Anno 2 - N. 4 / 2003


IL CONCETTO DI TOLLERANZAIN SPINOZA: UN PARADIGMA ETICO PER SEMPRE

“Il compito dell’uomo non è nè giudicare, nè tantomeno condannare, ma conoscere”

di Giulio Cesare Maggi




Nel senso originale, ed ancor oggi ritenuto più proprio dai filosofi, con il termine di tolleranza si intende la mancata repressione, con violenza fisica o con altri mezzi, di opinioni ritenute false o di comportamenti ritenuti dannosi o comunque sbagliati o difformi da un pensiero prevalente. La tolleranza riguarda perciò, in primo luogo, innanzitutto l’autorità politica e presuppone che essa faccia proprio un sistema di credenze e di giudizi di valore negativi nei confronti dei comportamenti e delle opinioni “tollerate”.

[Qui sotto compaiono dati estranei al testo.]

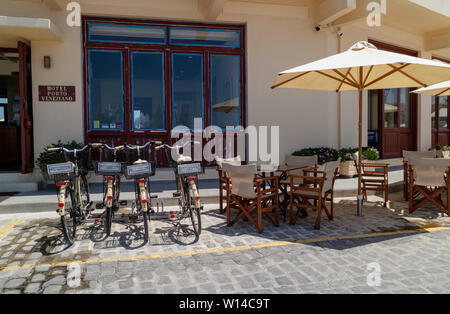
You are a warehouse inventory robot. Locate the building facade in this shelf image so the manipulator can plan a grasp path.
[0,0,450,189]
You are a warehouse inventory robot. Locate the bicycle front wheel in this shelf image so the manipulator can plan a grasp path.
[189,183,202,236]
[61,187,77,245]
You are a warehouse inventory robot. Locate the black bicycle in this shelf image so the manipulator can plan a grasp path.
[42,144,100,245]
[124,141,161,241]
[95,144,125,236]
[155,141,205,236]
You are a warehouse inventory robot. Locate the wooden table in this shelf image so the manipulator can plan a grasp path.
[257,165,310,221]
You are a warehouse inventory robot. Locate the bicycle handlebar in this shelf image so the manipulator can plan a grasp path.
[47,144,92,153]
[155,141,201,150]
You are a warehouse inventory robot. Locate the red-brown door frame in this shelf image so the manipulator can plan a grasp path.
[17,41,34,173]
[82,16,247,166]
[369,39,419,158]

Oggi tuttavia è diffuso, accanto a questo, un altro senso del termine, per cui l’autorità politica o anche un singolo individuo son detti tolleranti quando si astengono dal penalizzare, anche soltanto con un giudizio di merito sfavorevole, opinioni o comportamenti difformi dai propri.

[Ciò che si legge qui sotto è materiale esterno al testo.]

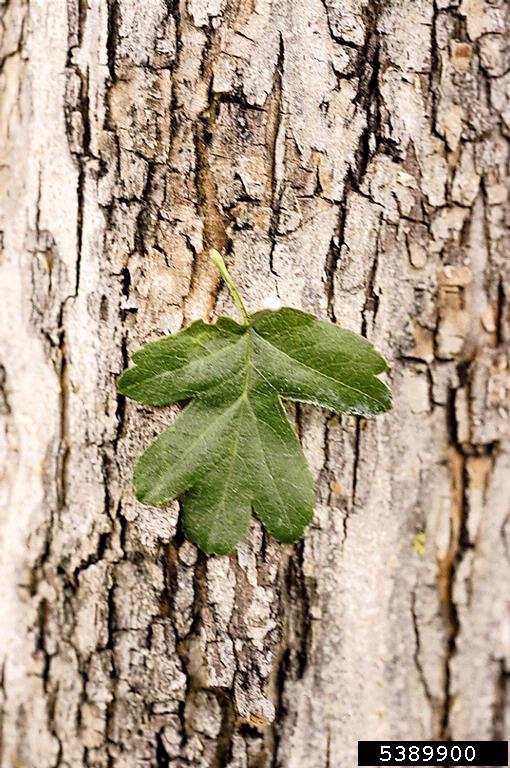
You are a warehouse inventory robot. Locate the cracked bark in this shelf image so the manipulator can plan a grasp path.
[0,0,510,768]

Questa seconda accezione del termine deriva dalla prima attraverso il dibattito sulla tolleranza e l’evoluzione delle istituzioni sociali e politiche, almeno in molti Paesi: ciò ha consentito alla realizzazione di forme via via diverse di tolleranza. L’uso iniziale del concetto, al quale si connette il primo senso del termine, è legato al dibattito sulla repressione del dissenso religioso nell’Europa della Riforma protestante. Il problema si pose cioè all’inizio in forma esplicita come problema della tolleranza religiosa.

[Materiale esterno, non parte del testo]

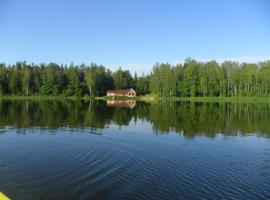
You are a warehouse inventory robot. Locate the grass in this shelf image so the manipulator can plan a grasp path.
[0,94,270,103]
[140,95,270,103]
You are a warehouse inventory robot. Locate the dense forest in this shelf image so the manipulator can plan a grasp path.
[0,59,270,97]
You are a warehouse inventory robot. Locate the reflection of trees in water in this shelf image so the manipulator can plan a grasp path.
[0,100,270,137]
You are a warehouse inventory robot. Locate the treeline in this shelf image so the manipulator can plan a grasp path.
[0,62,143,96]
[0,59,270,97]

Esso tuttavia era nato assai prima. Nel mondo greco l’accusa di ateismo aveva condotto alle persecuzioni di varie personalità: ricordiamo per tutti Socrate del quale Platone ne “L’Apologia di Socrate” riporta l’autodifesa, rivelatasi del tutto inutile. Nel mondo romano l’intolleranza e la persecuzione dei dissenzienti religiosi fu spesso motivata politicamente per il nesso che veniva instaurato tra la divinità dell’Imperatore ed il riconoscimento della sua autorità politica. Fin da allora i dissenzienti si difesero assai spesso con un argomento che sarà poi usato anche nell’era moderna, per sostenere la tolleranza: il dissenso in tema di religione non comporta affatto né corruzione morale né antagonismo politico. Queste argomentazioni, usate dai primi Cristiani, i quali nell’inchinarsi all’Imperatore mentalmente recitavano il celebre “non tibi sed Petro”, sono ricordate da Paolo in Atti (24, 11-16).
Le sanzioni anticristiane di Diocleziano furono sostanzialmente inefficaci ed il suo successore Galerio dovette emanare nel 311 a Sardica un Editto di Tolleranza che, pur ricordando l’intenzione dioclezianea di ripristinare la tradizione religiosa romana, ne ammise il fallimento; perciò ora i Cristiani dovevano ricevere il diritto all’esistenza e pregare il loro Dio per l’Imperatore, lo Stato ed il loro benessere. Con questo storico decreto il contrasto con lo stato romano ebbe sostanzialmente fine: ciò non impedì al Cristianesimo, una volta diventato da “religio licita” religione di Stato, di perseguitare i dissenzienti (dai Cátari fino a tempi più recenti, X e XI secolo, Valdesi ed Albigesi in Francia, nonché i Cátari di Concorezzo e Desio in Italia) contravvenendo così alla sua essenza, nonché alla lettera ed allo spirito dell’Editto di Tolleranza di Galerio ed agli atti ed eventi successivi.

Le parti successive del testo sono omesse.